Les mesures « choc » de Sarkozy sur les retraites


Dans une interview parue le 4 février 2016 dans Les Echos, l'ex-chef de l'Etat annonce qu'il lancera une nouvelle réforme des retraites dès l'été 2017 s'il revient à l'Elysée. Elle prévoira notamment un recul de l'âge de départ à 64 ans.    

S'il redevient président de la République, Nicolas Sarkozy promet de reculer l'âge de départ à la retraite à 64 ans et de supprimer le compte pénibilité

S’il est réélu à la présidence de la République en 2017, Nicolas Sarkozy commencera par lancer une nouvelle réforme des retraites. « Dès l’été 2017, il y aura un projet de loi retraite pour repousser l’âge légal à 63 ans dès 2020 et 64 ans dès 2025. Cela représente près de 20 milliards d’euros d’économies une fois la réforme montée en charge », annonce l’ex-chef de l’Etat et actuel président du parti Les Républicains (LR) dans une interview publiée le 4 février 2016 dans Les Echos.

Ce n’est pas la première fois que Nicolas Sarkozy évoque un nouveau recul de l’âge légal de départ à la retraite.
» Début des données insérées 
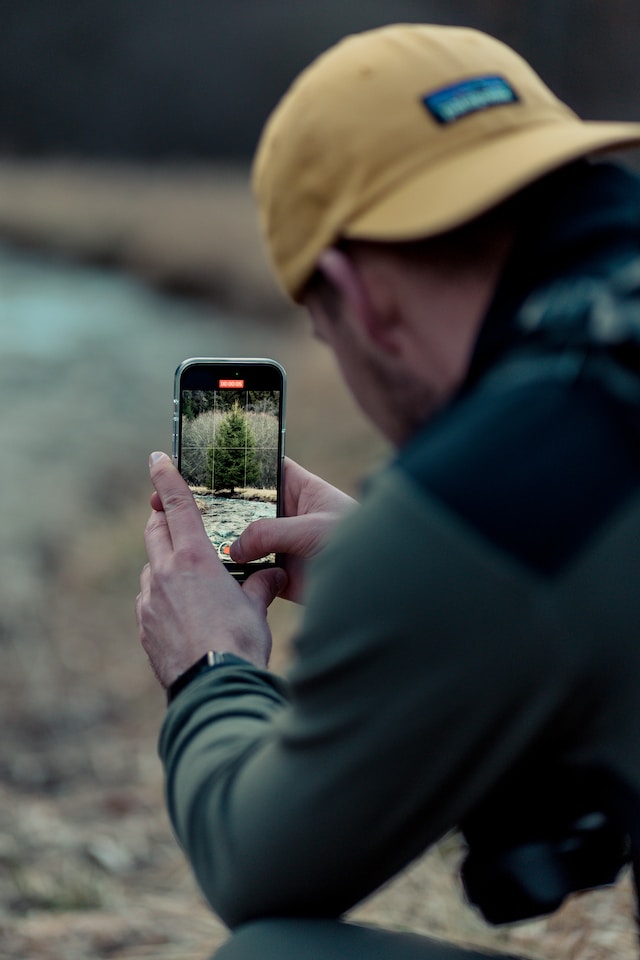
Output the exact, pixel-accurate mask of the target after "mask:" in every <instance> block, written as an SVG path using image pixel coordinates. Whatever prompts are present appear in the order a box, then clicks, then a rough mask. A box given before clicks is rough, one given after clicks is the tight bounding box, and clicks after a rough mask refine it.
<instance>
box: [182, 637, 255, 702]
mask: <svg viewBox="0 0 640 960" xmlns="http://www.w3.org/2000/svg"><path fill="white" fill-rule="evenodd" d="M225 663H249V661H248V660H243V659H242V657H237V656H236V655H235V654H233V653H220V652H219V651H218V650H209V652H208V653H205V655H204V656H203V657H200V659H199V660H196V662H195V663H194V664H193V666H191V667H189V668H188V669H187V670H185V671H184V673H181V674H180V676H179V677H177V678H176V679H175V680H174V681H173V683H170V684H169V686H168V687H167V703H172V702H173V700H175V698H176V697H177V695H178V694H179V693H180V692H181V691H182V690H184V688H185V687H188V686H189V684H190V683H191V681H192V680H195V678H196V677H199V676H200V674H201V673H204V672H205V671H207V670H212V669H213V668H214V667H220V666H223V665H224V664H225Z"/></svg>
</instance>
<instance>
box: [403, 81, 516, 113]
mask: <svg viewBox="0 0 640 960" xmlns="http://www.w3.org/2000/svg"><path fill="white" fill-rule="evenodd" d="M519 99H520V98H519V97H518V95H517V93H516V92H515V90H514V89H513V87H511V86H510V85H509V84H508V83H507V81H506V80H505V79H504V77H499V76H488V77H473V78H472V79H471V80H463V81H462V82H461V83H454V84H453V85H452V86H450V87H443V88H442V89H441V90H436V91H435V93H430V94H428V95H427V96H426V97H423V99H422V102H423V103H424V105H425V107H426V108H427V110H428V111H429V113H430V114H431V115H432V116H433V117H434V119H435V120H437V121H438V123H442V124H447V123H455V121H456V120H461V119H462V118H463V117H467V116H469V114H470V113H477V112H478V111H479V110H487V109H488V108H489V107H500V106H504V105H505V104H508V103H516V102H517V101H518V100H519Z"/></svg>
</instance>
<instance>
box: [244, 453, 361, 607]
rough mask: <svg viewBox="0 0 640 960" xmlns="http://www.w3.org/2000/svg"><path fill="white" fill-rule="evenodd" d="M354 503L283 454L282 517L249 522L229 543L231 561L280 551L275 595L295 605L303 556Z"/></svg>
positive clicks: (304, 555) (300, 580) (350, 508)
mask: <svg viewBox="0 0 640 960" xmlns="http://www.w3.org/2000/svg"><path fill="white" fill-rule="evenodd" d="M355 505H356V501H355V500H353V499H352V498H351V497H349V496H347V494H346V493H342V491H341V490H338V489H337V488H336V487H332V486H331V484H330V483H327V482H326V481H324V480H321V479H320V477H316V476H315V474H313V473H309V471H308V470H305V469H304V468H303V467H301V466H300V465H299V464H297V463H296V462H295V461H294V460H290V459H289V458H288V457H287V458H286V459H285V467H284V517H279V518H277V519H273V520H269V519H264V520H256V521H254V522H253V523H251V524H249V526H248V527H247V529H246V530H245V531H244V532H243V533H242V534H241V536H240V537H239V538H238V539H237V540H236V541H235V543H233V544H232V545H231V557H232V558H233V560H235V561H236V563H248V562H249V561H251V560H258V559H259V558H260V557H264V556H266V555H267V554H269V553H282V554H284V555H285V556H284V568H285V570H286V572H287V575H288V583H287V586H286V587H285V588H284V589H282V590H281V592H280V596H282V597H284V598H285V599H287V600H295V601H296V602H298V603H299V602H300V600H301V599H302V594H303V586H304V567H305V560H307V559H308V558H309V557H312V556H314V554H316V553H318V551H319V550H320V549H321V548H322V547H323V546H324V544H325V542H326V540H327V538H328V536H329V534H330V533H331V530H332V529H333V527H334V526H335V524H336V523H337V522H338V520H340V519H341V518H342V517H343V516H344V514H345V513H346V512H347V511H348V510H350V509H352V508H353V507H354V506H355ZM270 572H271V573H273V571H270Z"/></svg>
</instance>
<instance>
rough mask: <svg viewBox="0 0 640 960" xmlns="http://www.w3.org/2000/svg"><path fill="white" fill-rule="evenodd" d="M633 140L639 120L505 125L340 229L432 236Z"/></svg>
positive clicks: (359, 215)
mask: <svg viewBox="0 0 640 960" xmlns="http://www.w3.org/2000/svg"><path fill="white" fill-rule="evenodd" d="M633 145H639V146H640V124H634V123H596V122H591V123H589V122H583V121H579V120H576V121H575V122H567V121H566V119H564V120H563V121H562V122H558V123H550V124H545V125H544V126H540V125H538V126H535V127H533V128H527V129H525V130H522V129H521V130H517V131H514V130H510V131H508V132H507V133H505V134H504V135H503V136H499V137H494V138H492V139H490V140H487V141H485V142H483V143H479V144H475V145H474V146H473V148H470V149H468V150H467V151H465V152H464V153H462V154H458V155H456V156H453V157H451V158H450V159H447V160H446V161H443V162H441V163H440V164H438V165H434V164H431V165H430V166H429V168H428V169H426V170H423V171H420V172H419V173H417V174H416V175H415V176H414V177H412V178H411V179H410V180H408V181H407V180H404V181H403V182H402V184H401V185H400V186H398V188H397V189H396V190H395V191H393V190H392V191H390V192H387V193H385V197H384V199H383V200H381V201H380V202H379V203H377V204H376V203H374V204H373V205H371V206H369V208H368V209H367V210H365V211H363V212H361V213H360V214H359V215H356V216H355V217H354V218H352V219H351V221H350V222H349V224H348V225H347V226H345V228H344V230H343V235H344V236H347V237H352V238H354V239H355V238H358V237H359V238H361V239H367V240H398V241H399V240H411V239H418V238H420V237H424V238H426V237H429V236H435V235H437V234H439V233H444V232H446V231H447V230H452V229H454V228H455V227H458V226H461V225H462V224H464V223H466V222H468V221H470V220H472V219H474V218H475V217H477V216H479V215H480V214H482V213H485V212H486V211H488V210H490V209H491V208H492V207H494V206H496V205H497V204H499V203H500V202H502V201H503V200H506V199H507V198H508V197H510V196H512V195H513V194H514V193H516V192H517V191H518V190H520V189H522V188H523V187H525V186H527V185H528V184H530V183H532V182H533V181H534V180H537V179H538V178H539V177H541V176H543V175H544V174H546V173H549V172H550V171H551V170H554V169H556V168H557V167H560V166H563V165H564V164H565V163H569V162H570V161H572V160H576V159H577V158H578V157H581V156H586V155H587V154H590V153H596V152H599V151H604V150H611V149H614V148H616V147H617V148H623V147H631V146H633Z"/></svg>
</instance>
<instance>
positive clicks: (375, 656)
mask: <svg viewBox="0 0 640 960" xmlns="http://www.w3.org/2000/svg"><path fill="white" fill-rule="evenodd" d="M639 142H640V125H632V124H605V123H585V122H583V121H581V120H579V119H578V118H577V117H576V116H575V115H574V114H573V113H572V112H571V111H570V110H569V109H568V108H567V107H566V106H565V105H564V104H562V103H560V102H559V101H558V100H557V99H556V98H555V97H554V96H553V94H551V92H550V91H549V90H548V89H547V88H546V87H545V86H544V84H543V83H542V82H541V80H540V79H539V78H538V77H537V76H536V74H535V73H533V71H532V70H531V69H530V68H529V67H528V65H527V64H526V63H524V62H523V61H522V60H521V59H520V58H519V57H518V56H517V55H516V54H515V53H514V52H513V51H511V50H510V49H509V48H507V47H505V46H504V45H502V44H501V43H499V42H497V41H495V40H493V39H492V38H490V37H487V36H486V35H483V34H481V33H478V32H476V31H472V30H466V29H460V28H449V27H436V26H422V25H415V24H414V25H396V26H391V27H387V28H383V29H381V30H375V31H371V32H367V33H364V34H361V35H358V36H355V37H350V38H347V39H346V40H345V41H343V42H342V43H341V44H339V45H338V46H337V47H335V48H333V49H332V50H330V51H329V52H328V53H327V54H325V55H324V56H322V57H320V58H319V59H318V60H317V61H316V62H315V63H314V64H312V65H311V67H309V68H308V69H307V71H305V72H304V73H303V74H302V75H301V77H300V78H299V79H298V80H297V81H296V83H295V84H294V85H293V87H292V88H291V90H290V91H289V93H288V94H287V95H286V96H285V98H284V100H283V101H282V103H281V104H280V105H279V106H278V108H277V109H276V111H275V113H274V115H273V116H272V118H271V120H270V122H269V124H268V125H267V128H266V130H265V133H264V135H263V138H262V142H261V144H260V147H259V150H258V154H257V159H256V164H255V178H254V183H255V189H256V193H257V199H258V205H259V208H260V214H261V218H262V225H263V229H264V233H265V236H266V240H267V244H268V247H269V250H270V253H271V256H272V258H273V262H274V265H275V269H276V272H277V275H278V277H279V279H280V281H281V283H282V284H283V286H284V288H285V289H286V290H287V292H288V293H289V295H290V296H291V297H292V298H293V299H294V300H296V301H298V302H300V303H302V304H304V305H305V306H306V307H307V308H308V310H309V312H310V314H311V317H312V321H313V325H314V330H315V334H316V335H317V336H318V337H320V338H321V339H322V340H324V341H326V343H327V344H328V345H329V347H330V348H331V349H332V351H333V352H334V354H335V357H336V360H337V362H338V364H339V366H340V369H341V371H342V373H343V375H344V377H345V380H346V382H347V384H348V385H349V387H350V389H351V392H352V393H353V395H354V397H355V399H356V400H357V401H358V403H359V404H360V405H361V406H362V408H363V409H364V411H365V412H366V413H367V414H368V416H369V417H370V418H371V419H372V420H373V422H374V423H375V424H376V425H377V426H378V427H379V429H380V430H381V431H382V432H383V433H384V434H385V436H386V437H387V438H389V439H390V440H391V441H392V443H393V444H394V445H395V446H396V448H397V450H398V454H397V457H396V459H395V460H394V462H393V463H392V464H390V466H389V467H388V468H387V469H386V470H384V471H383V472H382V473H381V474H380V475H379V476H378V477H377V478H375V480H374V481H373V482H372V483H371V484H370V488H369V489H368V491H367V495H366V497H365V498H364V501H363V503H362V505H361V506H359V507H357V508H354V507H353V505H352V503H351V501H349V499H348V498H346V497H344V495H342V494H340V493H339V491H336V490H335V489H334V488H332V487H330V486H328V485H327V484H325V483H324V482H323V481H321V480H320V479H319V478H317V477H314V476H312V475H310V474H308V473H307V472H306V471H304V470H303V469H302V468H301V467H299V466H298V465H296V464H293V463H291V462H288V463H287V467H286V473H285V482H286V503H285V513H286V516H285V517H284V518H282V519H277V520H271V521H258V523H256V524H255V525H253V526H252V527H250V528H249V529H248V531H247V532H246V533H245V534H244V535H243V536H242V537H241V538H240V540H239V541H238V542H237V543H236V544H235V545H234V547H233V550H232V553H233V556H234V559H236V560H238V561H240V562H244V561H248V560H250V559H252V558H257V557H259V556H262V555H264V554H265V553H268V552H271V551H274V550H277V551H282V552H284V553H285V554H286V555H287V557H286V563H285V568H284V571H271V572H260V573H257V574H255V575H254V576H252V577H250V578H249V580H248V581H247V583H246V585H245V586H244V588H243V589H241V588H240V587H239V586H238V585H237V584H236V583H235V582H233V580H232V579H231V577H229V576H228V575H227V574H226V573H225V572H224V570H223V569H222V566H221V565H220V564H219V562H218V560H217V558H216V556H215V554H214V551H213V550H212V549H211V548H210V546H209V543H208V541H207V539H206V537H205V535H204V532H203V529H202V523H201V521H200V518H199V515H198V513H197V510H196V509H195V508H194V505H193V502H192V498H191V496H190V494H189V492H188V490H187V488H186V486H185V484H184V483H183V482H182V480H181V478H180V477H179V476H178V474H177V471H176V470H175V469H174V467H173V466H172V464H171V463H170V461H169V459H168V458H167V457H166V456H165V455H163V454H154V455H153V456H152V464H151V476H152V479H153V483H154V485H155V488H156V492H155V493H154V495H153V497H152V507H153V512H152V515H151V518H150V520H149V524H148V528H147V533H146V539H147V546H148V553H149V560H150V563H149V565H147V567H146V568H145V569H144V571H143V574H142V578H141V594H140V596H139V598H138V618H139V623H140V632H141V639H142V643H143V645H144V648H145V650H146V651H147V653H148V654H149V657H150V659H151V662H152V664H153V666H154V668H155V670H156V673H157V675H158V678H159V680H160V682H161V683H162V684H163V686H165V687H167V688H168V690H169V695H170V698H171V703H170V707H169V710H168V713H167V717H166V720H165V723H164V726H163V730H162V734H161V740H160V752H161V756H162V759H163V761H164V763H165V766H166V773H167V791H168V805H169V811H170V814H171V818H172V821H173V824H174V827H175V830H176V833H177V836H178V837H179V839H180V841H181V843H182V844H183V846H184V848H185V850H186V853H187V856H188V857H189V859H190V861H191V863H192V865H193V869H194V871H195V873H196V876H197V877H198V880H199V882H200V884H201V887H202V890H203V891H204V893H205V895H206V896H207V898H208V899H209V902H210V903H211V905H212V907H213V909H214V910H216V912H217V913H218V914H219V915H220V916H221V917H222V919H223V920H225V922H226V923H228V925H229V926H230V927H231V928H232V929H233V930H237V932H236V933H235V934H234V936H233V937H232V938H231V940H230V941H229V943H228V944H226V945H225V947H223V949H222V950H221V951H220V954H219V957H220V958H224V960H234V958H243V960H244V958H252V957H260V958H265V957H272V956H273V957H276V956H277V957H279V958H285V960H287V958H291V960H293V958H294V957H295V958H299V957H313V958H314V960H320V958H322V960H324V958H341V957H351V956H354V957H359V958H363V960H367V958H374V957H375V958H393V960H403V958H404V960H409V958H435V957H441V956H442V957H445V956H446V957H451V958H456V957H458V956H469V955H468V954H466V953H465V952H464V951H459V950H456V949H453V948H443V947H438V946H436V945H435V944H433V943H431V942H430V941H428V940H425V939H423V938H418V937H410V936H399V935H397V934H391V933H387V932H382V931H372V930H368V929H364V928H361V927H357V926H353V925H350V924H346V923H342V922H340V921H339V919H338V918H340V916H341V915H342V914H343V913H344V912H345V911H347V910H348V909H349V908H350V907H351V906H352V905H354V904H355V903H356V902H357V901H359V900H360V899H361V898H362V897H364V896H366V895H367V894H369V893H370V892H371V891H373V890H374V889H376V888H377V887H378V886H379V885H380V884H382V883H383V882H385V881H386V880H387V879H389V878H390V877H391V876H393V875H394V874H395V873H396V872H397V871H399V870H400V869H402V868H403V867H404V866H405V865H406V864H407V863H409V862H410V861H411V860H412V859H413V858H415V857H416V856H418V855H419V854H420V853H421V852H422V851H424V850H425V849H426V848H427V847H428V846H429V845H430V844H432V843H433V842H434V841H436V840H437V839H438V838H439V837H441V836H442V835H443V834H444V833H445V832H446V831H448V830H450V829H451V828H453V827H454V826H456V825H458V826H461V827H462V829H463V832H464V833H465V835H466V837H467V839H468V841H469V849H470V852H469V856H468V859H467V862H466V864H465V867H464V879H465V882H466V885H467V889H468V891H469V894H470V896H471V897H472V898H473V899H474V900H476V901H477V902H479V904H480V906H481V908H482V909H483V911H484V912H485V914H486V915H487V917H488V918H489V919H491V920H494V921H496V922H502V921H504V920H509V919H518V918H521V917H525V916H532V915H536V914H542V913H545V912H548V911H550V910H553V909H555V907H556V906H557V905H558V904H559V903H560V902H561V901H562V899H563V898H564V897H565V896H566V895H567V894H568V893H570V892H571V891H573V890H576V889H582V888H585V887H589V886H594V885H600V884H602V883H608V882H611V881H612V880H613V879H614V878H615V877H616V875H617V873H618V872H619V870H620V868H621V866H622V864H623V863H624V861H625V860H626V859H628V856H629V846H628V845H629V838H630V841H631V848H632V850H635V848H636V845H637V844H638V843H639V842H640V836H638V828H637V823H638V820H639V819H640V812H639V811H640V803H638V804H636V797H639V796H640V793H638V791H640V714H639V712H638V710H637V702H638V694H639V692H640V646H639V645H638V643H637V642H636V635H637V623H638V617H639V615H640V592H639V591H638V586H637V585H638V582H640V555H639V551H638V544H639V543H640V499H639V496H638V493H639V486H640V443H639V434H638V425H639V423H640V419H639V412H640V380H639V379H638V366H639V349H638V347H639V345H640V332H639V331H640V301H639V300H638V290H639V289H640V233H639V229H638V225H639V223H640V219H639V217H640V186H639V185H638V181H637V180H636V179H635V177H633V176H632V175H631V174H629V173H626V172H624V171H623V170H622V169H621V168H618V167H615V166H612V165H610V164H603V163H598V164H594V163H592V162H590V161H587V160H586V159H584V158H585V157H586V156H587V155H589V154H592V153H594V152H596V151H602V150H605V149H608V148H613V147H617V146H628V145H631V144H634V143H639ZM344 514H347V516H346V517H344V519H342V520H341V522H340V523H338V524H337V523H336V521H337V519H338V518H339V517H342V516H343V515H344ZM334 527H336V529H335V530H334V529H333V528H334ZM390 540H392V541H393V542H395V543H401V544H402V549H401V550H400V552H399V556H398V554H397V553H396V556H395V557H394V560H393V562H390V561H389V559H388V552H387V544H388V543H389V541H390ZM311 557H313V561H312V562H310V563H309V565H308V567H309V568H308V569H307V564H306V561H307V560H308V559H309V558H311ZM303 591H304V593H303ZM278 593H280V594H281V595H282V596H285V597H288V598H290V599H294V600H301V599H303V600H304V603H305V617H304V620H303V624H302V627H301V630H300V635H299V637H298V639H297V645H296V659H295V662H294V664H293V666H292V669H291V671H290V673H289V675H288V677H287V678H286V679H280V678H278V677H276V676H274V675H273V674H271V673H270V672H269V671H268V669H267V663H268V657H269V648H270V635H269V630H268V627H267V625H266V621H265V611H266V608H267V606H268V604H269V602H270V601H271V600H272V598H273V597H274V596H275V595H277V594H278ZM214 653H215V655H214ZM634 856H635V854H634ZM473 956H475V954H474V955H473Z"/></svg>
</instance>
Toutefois, jusqu’ici, le probable candidat aux primaires de droite et du centre s’était prononcé pour un report à 63 ans, soit un an de plus que les 62 ans instaurés à compter de l’an prochain comme prévu dans la loi Woerth de 2010 adoptée sous son quinquennat.

Suppression du compte pénibilité

Le seuil de 64 ans constitue donc une nouveauté chez lui. L’ancien locataire de l’Elysée se rapproche ainsi des propositions d’Alain Juppé et de François Fillon, les deux candidats aux primaires officiellement déclarés, qui militent depuis 2014 pour un départ à 65 ans. Dans son interview, Nicolas Sarkozy déclare également qu’il supprimerait, s’il accède à la présidence, le compte pénibilité « qui est une usine à gaz et une bombe à retardement en terme de coût pour les entreprises ».

Une récente étude de COE-Rexecode, un institut privé proche du patronat, chiffre à 6 milliards d’euros d’ici 2060 le coût de ce dispositif mis en place par la réforme de 2014 et qui permet notamment aux salariés exposés à des risques professionnels de partir plus tôt à la retraite. Là encore, le président de LR ne fait pas preuve d’originalité puisqu’Alain Juppé a promis sa suppression lors d’une conférence organisée le 22 septembre 2015 à l’école Centrale..

Calcul des pensions du public aligné sur le privé

En réalité, Nicolas Sarkozy marque vraiment sa différence vis-à-vis de ses adversaires au sujet du calcul de la pension des régimes publics. Actuellement basée sur la moyenne des six derniers mois de traitement, elle serait calculée, comme pour les salariés du privé, sur les 25 meilleures années de rémunération « en y incluant les primes ». Ce dernier point a son importance, sachant que la retraite des agents publics ne prend pas en compte, jusqu’ici, les primes et avantages en nature.

C’est d’ailleurs pour cette raison qu’a été créée en 2005 la retraite additionnelle de la fonction publique (RAFP), un régime par capitalisation financé par des cotisations prélevées sur les primes perçues par les fonctionnaires. Nicolas Sarkozy ne dit pas si sa réforme entraînerait la disparition de la RAFP. L’alignement des règles de calcul de la pension du public sur le privé concernerait uniquement « les nouveaux fonctionnaires », se borne-t-il à préciser.